From April 2015 to March 2017, Junquera has collaborated in the program Zapeando on La Sexta, hosted by Frank Blanco. From September 20, 2016, to April 2017, she presented, together with Frank Blanco, the radio program "Vamos tarde", on Europa FM. On January 7, 2016, she signed up for the program "Las Mañanas KISS" on Kiss FM, also presented by Frank Blanco.

In March 2017, Irene signed with Mediaset España to co-host "All you need is love.... o no" with Risto Mejide on Telecinco. In February 2019, together with Nacho García, she premieres "Safari: a la caza de la tele" in Factoría de Ficción.

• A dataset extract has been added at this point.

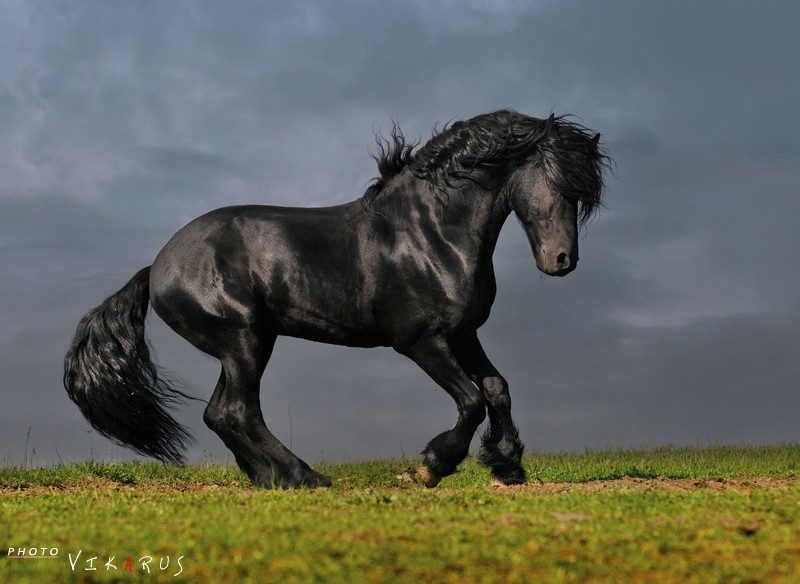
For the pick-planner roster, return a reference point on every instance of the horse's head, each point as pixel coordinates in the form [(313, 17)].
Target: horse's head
[(555, 191)]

In September 2019, she entered the Gran Hermano VIP house as a contestant of the seventh edition. In the seventh gala she was expelled with 76.2% of the votes.

== Trajectory ==

=== Television programs ===

==== Host ====

===== Entertainment =====

- Adivina Quién on Antena 3 (2007)
- Campanadas Fin de Año on LaSexta (2016–2017)
- All you need is love... o no on Telecinco (2017)
- Safari: a la caza de la tele on FDF (2019)

===== Sports =====

- Punto Pelota on Intereconomía TV (2008–2013)
- El Chiringuito de Jugones on Nitro / La Sexta / Neox / Mega (2014–2017)

=== Contributor ===

==== Entertainment ====

- Guasabi on Cuatro (2015)
- Zapeando on La Sexta (2015–2017)
- Supervivientes: El Debate on Telecinco (2017)
- Amigas y conocidas on La 1 (2018)
- Está pasando on Telemadrid (2019)

==== Sports ====

- Los lunes al Gol on Gol (2017–2018)
- El golazo de Gol on Gol (2018–present)
- El Rondo on Teledeporte (2019–present)
- El desmarque de Cuatro on Cuatro (2020–present)

==== Celebrity ====

- Ninja Warrior (España) on Antena 3 (2017)
- Adivina qué hago esta noche on Cuatro (2019)
- Niquelao! on Netflix (2019)

==== Contestant ====

- Gran Hermano VIP 7 on Telecinco (2019) – 5th expelled
- El cazador on La 1 (2020)

=== Radio programs ===

- No te cortes en Los 40 Principales (2014–2015): contributor.
- Las mañanas Kiss en Kiss FM (2016): co-host
- Vamos tarde en Europa FM (2016–2017): co-host
- Esto no es lo que era en Podimo (2021–present): co-host
- Marca Gaming Show en Radio Marca (2021–present): contributor.
- La Tribu on Radio Marca (2021–present): contributor.